Murthy: We can improve policies for workers to make sure people don’t work in as many facilities, that they have rights to stay home [when they’re sick] and they have access to appropriate care and testing.
Vaisman: In acute care, we learned from SARS that having infection prevention and control is extremely important, and that’s part of the accreditation standards for acute care sites across Canada. The same standards don’t exist in long-term care facilities and they had basically nothing in terms of education, protective equipment and preventive strategies. Most of what they have now are band-aid solutions; for example, in the Greater Toronto Area, many hospital infection prevention and control departments were assigned long-term care facilities to look after, but that’s not a long-term solution. You need something permanent.
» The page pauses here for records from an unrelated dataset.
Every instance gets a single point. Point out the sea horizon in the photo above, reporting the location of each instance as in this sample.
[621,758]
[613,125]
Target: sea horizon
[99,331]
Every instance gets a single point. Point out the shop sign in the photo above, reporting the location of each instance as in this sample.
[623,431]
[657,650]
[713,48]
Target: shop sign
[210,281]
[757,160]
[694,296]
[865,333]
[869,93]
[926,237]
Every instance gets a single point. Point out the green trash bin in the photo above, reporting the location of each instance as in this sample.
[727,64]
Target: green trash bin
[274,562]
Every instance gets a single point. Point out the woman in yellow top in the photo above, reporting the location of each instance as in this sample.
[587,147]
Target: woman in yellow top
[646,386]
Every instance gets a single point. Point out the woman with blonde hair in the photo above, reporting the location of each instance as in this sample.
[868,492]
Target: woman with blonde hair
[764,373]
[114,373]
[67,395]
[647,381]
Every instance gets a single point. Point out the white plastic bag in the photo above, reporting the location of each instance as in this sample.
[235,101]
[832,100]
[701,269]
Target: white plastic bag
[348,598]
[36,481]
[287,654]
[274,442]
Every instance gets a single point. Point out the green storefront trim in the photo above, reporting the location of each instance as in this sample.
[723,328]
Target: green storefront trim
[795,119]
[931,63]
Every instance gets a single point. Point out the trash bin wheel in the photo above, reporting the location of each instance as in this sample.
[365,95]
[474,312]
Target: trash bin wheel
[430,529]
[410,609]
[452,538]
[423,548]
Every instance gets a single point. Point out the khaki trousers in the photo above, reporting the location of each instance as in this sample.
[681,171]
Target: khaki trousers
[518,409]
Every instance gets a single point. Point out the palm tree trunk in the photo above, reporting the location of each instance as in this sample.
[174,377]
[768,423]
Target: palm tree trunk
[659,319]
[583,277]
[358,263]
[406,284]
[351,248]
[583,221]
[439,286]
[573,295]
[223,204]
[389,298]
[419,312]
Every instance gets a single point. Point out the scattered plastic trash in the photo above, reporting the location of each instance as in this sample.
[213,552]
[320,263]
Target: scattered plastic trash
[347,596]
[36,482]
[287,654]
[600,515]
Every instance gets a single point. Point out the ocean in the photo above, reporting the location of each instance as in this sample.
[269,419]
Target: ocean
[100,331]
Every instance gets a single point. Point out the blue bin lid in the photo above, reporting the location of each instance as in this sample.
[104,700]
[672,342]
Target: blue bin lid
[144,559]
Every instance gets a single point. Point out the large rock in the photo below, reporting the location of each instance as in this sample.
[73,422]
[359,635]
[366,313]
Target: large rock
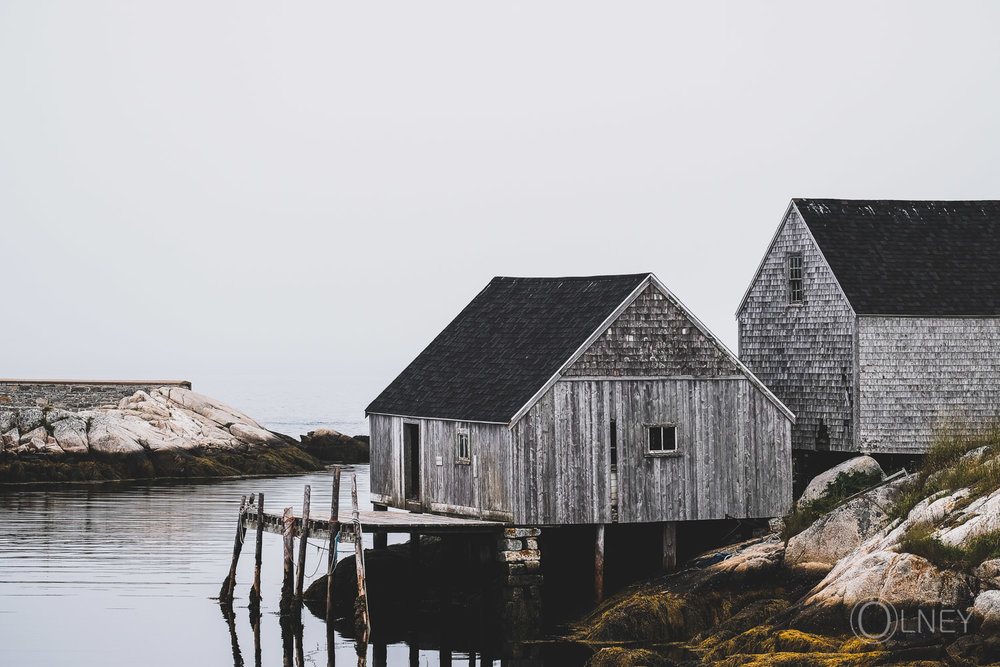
[71,435]
[107,435]
[839,532]
[900,579]
[821,483]
[987,609]
[8,420]
[980,517]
CMAJ: The United States and other countries have been jockeying for first dibs on potential vaccines. What will this mean for equitable rollout of a successful vaccine?
Oughton: Unless the vaccine inventor emulates Dr. Jonas Salk [who did not patent his polio vaccine], poorer countries will be at significant disadvantage for early access to this vaccine. Canada’s chances for securing early access rest largely on domestic contributions to its development, although with over one hundred candidate vaccines currently in the pipeline worldwide, the chances for Canada seem limited.
Murthy: It’s the first time the world has really grappled with something like this, where there is a scarce good that needs to be distributed for us all to succeed. Will nationalism trump equity? HIV medicines were available in the early 1990s, but it took a good 15 to 20 years before they became accessible in sub-Saharan Africa and in the meantime tens of millions of people without access to the medications died. The United States and other countries with property rights will likely enforce those. The rollout of remdesivir [which has been shown to reduce recovery time for patients with COVID-19] will give us an idea about whether rich countries have equity in mind.
Vaisman: Money will be the primary driver and whoever is funding the research is likely to be the primary beneficiary. I don’t know how you interrupt that relationship. You would have to have a third party like the World Health Organization to provide the vaccine broadly, but first they must be properly funded. Intuitively, it makes sense that those who are most vulnerable should be given the vaccine first, as well as essential workers like frontline health workers and people who work in grocery stores.